Wednesday, April 30, 2008

The NewPortaroopalooza Folkstravaganza

Way back some time in the last century, the Newport Folk Festival was scandalized when Bob Dylan used GASP! an electric guitar. You kids have heard of Bob Dylan. They made that movie about him. The one with Cate Blanchett and Christian Bale?
Anyway... I've seen the Newport Folk Festival from many angles: "covering" it for a rock radio station, "volunteering" by the recycling bins, sneaking in, and actually paying. And once, on a boat off Fort Adams. I never had any preconceptions that I would be hearing "folk" music at the Newport Folk Festival. I always assumed it was called "Folk" to differentiate it from the other, more important, festival: The Newport JAZZ Festival. (There were other names, but I hesitate to list them here, because my Mom's reading this.)
The only discussion of music I had at the Fest was when I started playing Can-You-Top-This with a smug Program Director from an "alternative adult" radio station with a Roky Ericson/13th Floor Elevators obsession. The rest of my time was spent "baking" in the sun, embarrassing myself by asking Indigo Girls Amy and Emily if they were "with the band," keeping friends from going into the the Port-A-Johns barefoot, and staying a discrete distance from the rainy Sunday Ani DiFranco all-empowered-womyn moshpit and mudwrestling. The "Folk" part of the Newport Folk Festival has always been a little shaky.

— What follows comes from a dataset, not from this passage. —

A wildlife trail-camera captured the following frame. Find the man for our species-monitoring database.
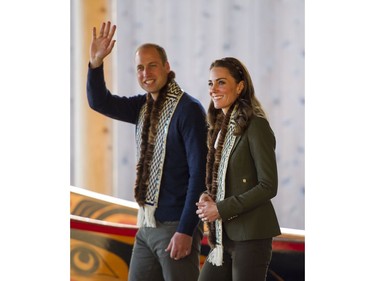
[87,22,207,281]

But now, the "organizer" (damn, that's an ironic title for a show like that) wants to turn the venerable Newport Folk Festival into something for "the kids." And by "kids," he means the 18+ disposable-income-spending crowd. Anybody feel offended yet?

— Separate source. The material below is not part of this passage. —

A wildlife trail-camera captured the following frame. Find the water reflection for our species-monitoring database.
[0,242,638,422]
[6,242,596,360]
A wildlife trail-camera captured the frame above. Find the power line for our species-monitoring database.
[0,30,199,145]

Well, yes. Al Korolenko, who's been running New Bedford's Summerfest, is offended. Because he's one of those guys who thinks that words mean something.
Even words like "folk."
Summerfest is an old-timey folk fest, full of crafts and families and Celtic fiddlers and singer-songwriters. You know: "FOLK." No Burning Man, no Black Crowes, and no actresses trying on their folk cred. Sure, performers who play there would like mainstream exposure, aren't honing their craft just so they can play a "folk festival." I mean, there are some, but they have day jobs. As a performer, you can't afford to define yourself by the venues you play. Unless you define yourself as a "Singer-songwriter Guitarist Who Plays on Cheap Risers To Old Hippies on Folding Chairs in Parking Lots." See how you can back yourself into a corner with labels?

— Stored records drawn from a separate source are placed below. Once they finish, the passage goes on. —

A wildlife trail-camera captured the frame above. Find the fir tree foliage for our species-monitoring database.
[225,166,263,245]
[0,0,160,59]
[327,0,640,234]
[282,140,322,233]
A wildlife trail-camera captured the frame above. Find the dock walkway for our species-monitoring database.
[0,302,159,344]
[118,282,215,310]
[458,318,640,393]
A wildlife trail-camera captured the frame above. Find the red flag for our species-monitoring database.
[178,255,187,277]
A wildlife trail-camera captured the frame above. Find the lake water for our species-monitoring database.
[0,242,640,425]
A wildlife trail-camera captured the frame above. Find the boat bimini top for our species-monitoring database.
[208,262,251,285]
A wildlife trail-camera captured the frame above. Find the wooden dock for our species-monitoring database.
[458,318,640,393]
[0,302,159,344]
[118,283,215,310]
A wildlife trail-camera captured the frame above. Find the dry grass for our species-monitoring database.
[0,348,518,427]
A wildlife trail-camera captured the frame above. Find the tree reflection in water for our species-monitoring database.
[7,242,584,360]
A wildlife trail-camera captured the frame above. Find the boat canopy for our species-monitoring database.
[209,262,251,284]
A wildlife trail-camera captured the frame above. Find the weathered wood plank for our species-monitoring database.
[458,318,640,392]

I had a girlfriend once who played guitar and sang protest songs. Her definition of folk is the one I still use: "It's the music the folk sing."
Which, I argue, means that "corporate" pop stars are folk artists because "the folk" crank up their XM radio in their SUVs and sing along.
Like these poor wretches:

I may have shared this before, but The Buff (or whatever the in-crowd call him) and I are not close. It's like when I was not fond of Zeppelin in Junior High because the kids who scrawled ZOSO into their notebooks (or textbooks) were generally Marlboro smokers who pretended they had been in 'Nam and never said "Please." Thus, it took me years of Dread Zeppelin to even be able to even listen to "Black Dog."
I have two mental images of Parrot Heads, one is a recalled experience and the other is an image cobbled together from many remembrances:
  1. A bunch of pasty, over-Budweisered goons on their way from a Jimmy Buffett show in Illinois, trashing a convenience store with their styrofoam parrots, throwing up in the parking lot, and cursing loudly at the women I was with, and
  2. every marina I ever pulled into had some guy wallowing in his stink in the stern of a Port-a-Potty 28 cranking a cassette tape of Songs You Know By Heart at an inappropriate volume while I'm trying to either sleep or devise a means by which to fix a mast or re-rig a sheet.
Shipmates, I am acutely aware of the charitable work done by Parrot Heads. Which I share here with all: The Paradise Charitable Foundation. Go ahead, put on a cheap "Hawaiian" shirt and hum a little "Cheeseburger in Paradise," and bask in the tanning booth of their social-humanitarian 501-C-3 credentials. Don't ask me what I've done lately for Underprivileged Dolphins with Leukemia who were made homeless by Hurricane Katrina.
What have you done?
Incidentally, if you can only afford one day, Saturday August Second is the day to go to Newport. Newport Folk Cred provided by Vintage Clothing StoreFor obvious reasons.